Readmission resulted in an additional 74,059 hospital days for those affected. The median LOS for the first readmission for patients with CD was 3.45 days [Interquartile range (IQR): 1.93–6.07] compared to a median LOS of 4.14 days (IQR: 2.40–7.03) for patients with UC (p=0.181). The 5 most frequent primary diagnoses for readmissions among patients with CD were CD (47%), intestinal obstruction (560.81, 560.89, 560.9, 1.7%) septicemia (ICD-9-CM 038.9, 1.2%), anal and rectal abscess (566, 0.4%), and acute kidney failure (584.9 0.3%). The 5 most frequent primary diagnoses for readmissions among patients with UC were UC (60%), septicemia (3%), intestinal obstruction (1.4%), CDI (1.2%), and acute kidney failure (0.6%).

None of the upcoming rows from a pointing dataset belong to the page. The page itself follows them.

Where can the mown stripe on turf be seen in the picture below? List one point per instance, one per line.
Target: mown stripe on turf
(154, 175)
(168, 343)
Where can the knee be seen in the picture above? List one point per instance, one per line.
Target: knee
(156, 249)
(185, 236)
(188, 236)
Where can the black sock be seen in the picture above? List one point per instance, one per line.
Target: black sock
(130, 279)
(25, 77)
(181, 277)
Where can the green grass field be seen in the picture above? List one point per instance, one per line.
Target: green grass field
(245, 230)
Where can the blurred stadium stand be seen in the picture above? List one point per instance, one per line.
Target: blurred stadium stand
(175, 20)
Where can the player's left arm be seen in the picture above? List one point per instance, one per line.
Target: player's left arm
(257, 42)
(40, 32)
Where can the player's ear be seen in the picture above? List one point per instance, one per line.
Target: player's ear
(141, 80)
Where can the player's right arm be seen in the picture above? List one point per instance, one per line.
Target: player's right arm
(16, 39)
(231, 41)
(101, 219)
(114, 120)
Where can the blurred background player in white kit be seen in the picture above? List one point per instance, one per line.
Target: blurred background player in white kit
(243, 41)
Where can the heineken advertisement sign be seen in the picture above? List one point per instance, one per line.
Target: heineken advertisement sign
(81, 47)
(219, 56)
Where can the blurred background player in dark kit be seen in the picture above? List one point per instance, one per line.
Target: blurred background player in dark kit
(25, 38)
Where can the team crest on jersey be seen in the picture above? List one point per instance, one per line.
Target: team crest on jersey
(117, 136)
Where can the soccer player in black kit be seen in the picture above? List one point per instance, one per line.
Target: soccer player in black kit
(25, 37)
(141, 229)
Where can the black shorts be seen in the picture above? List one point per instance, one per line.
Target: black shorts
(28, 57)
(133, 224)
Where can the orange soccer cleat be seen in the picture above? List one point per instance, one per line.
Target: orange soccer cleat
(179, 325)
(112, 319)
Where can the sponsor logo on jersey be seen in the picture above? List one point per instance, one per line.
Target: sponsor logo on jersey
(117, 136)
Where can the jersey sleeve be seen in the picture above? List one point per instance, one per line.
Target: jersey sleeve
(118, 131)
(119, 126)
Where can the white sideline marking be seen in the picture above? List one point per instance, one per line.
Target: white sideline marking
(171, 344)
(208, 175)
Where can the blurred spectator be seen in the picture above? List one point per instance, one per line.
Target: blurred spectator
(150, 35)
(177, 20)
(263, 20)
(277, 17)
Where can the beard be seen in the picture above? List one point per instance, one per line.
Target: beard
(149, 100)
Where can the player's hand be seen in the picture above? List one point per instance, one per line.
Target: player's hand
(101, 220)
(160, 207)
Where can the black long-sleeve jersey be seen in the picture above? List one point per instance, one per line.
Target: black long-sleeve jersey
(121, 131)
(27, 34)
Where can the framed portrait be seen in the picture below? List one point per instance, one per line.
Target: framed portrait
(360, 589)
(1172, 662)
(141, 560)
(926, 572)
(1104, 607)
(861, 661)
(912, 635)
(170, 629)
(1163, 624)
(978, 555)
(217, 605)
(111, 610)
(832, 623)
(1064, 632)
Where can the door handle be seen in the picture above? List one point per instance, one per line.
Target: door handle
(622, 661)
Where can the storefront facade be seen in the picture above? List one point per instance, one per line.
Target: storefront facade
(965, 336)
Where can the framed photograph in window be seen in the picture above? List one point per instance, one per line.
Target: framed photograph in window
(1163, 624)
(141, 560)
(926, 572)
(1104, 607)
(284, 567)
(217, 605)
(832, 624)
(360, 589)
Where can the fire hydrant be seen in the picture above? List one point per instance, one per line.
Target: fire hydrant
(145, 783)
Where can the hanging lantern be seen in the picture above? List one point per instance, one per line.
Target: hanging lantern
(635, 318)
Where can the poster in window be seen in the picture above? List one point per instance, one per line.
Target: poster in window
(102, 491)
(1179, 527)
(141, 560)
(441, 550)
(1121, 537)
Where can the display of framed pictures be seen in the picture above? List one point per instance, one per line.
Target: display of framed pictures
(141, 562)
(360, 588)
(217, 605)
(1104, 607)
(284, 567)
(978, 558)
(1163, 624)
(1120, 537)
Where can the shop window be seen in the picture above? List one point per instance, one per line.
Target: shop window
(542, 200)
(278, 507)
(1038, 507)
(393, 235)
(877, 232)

Among patients with IBD who were readmitted within 90 days, the median total charges for the first readmission were $27,162 (IQR: $15,159–$50,606). The median total charges for the first readmission for patients with UC was significantly greater than patients with CD ($29,881 vs. $25,862, p=0.019). When aggregated among all IBD patients in the NRD, the total charges attributed to the first readmission within 90 days were $576,702,174.

Factors associated with readmission in Crohn's disease

Several factors were associated with readmission within 90 days among patients with CD, in both unadjusted and adjusted analysis. In multivariable analysis, anxiety (OR 1.18, 95% CI: 1.11–1.26), depression (OR 1.27, 95% CI: 1.07–1.50), chronic pain (OR 1.31, 95% CI: 1.18–1.46), and tobacco abuse (OR 1.13, 95% CI: 1.06–1.22) were associated with a significant increase in odds of readmission within 90 days of index hospitalization (Table 3). Additionally, younger age, diagnosis of a fistula, higher Charlson comorbidity scores, CDI, Medicare and Medicaid insurance status or self-pay status, and a LOS greater than 3 days on the index admission all were associated with increased odds of readmission within 90 days (Table 3). An IBD related surgery during the index admission was associated with decreased odds of readmission within 90 days (OR 0.56, 95% CI: 0.51-0.61). When evaluating hospital related factors, patients admitted to a rural (OR 0.75, 95% CI: 0.67–0.84) or a metropolitan non-teaching hospital (0.88, 95% CI: 0.83–0.93) were less likely to be readmitted when compared to patients admitted to metropolitan teaching hospitals.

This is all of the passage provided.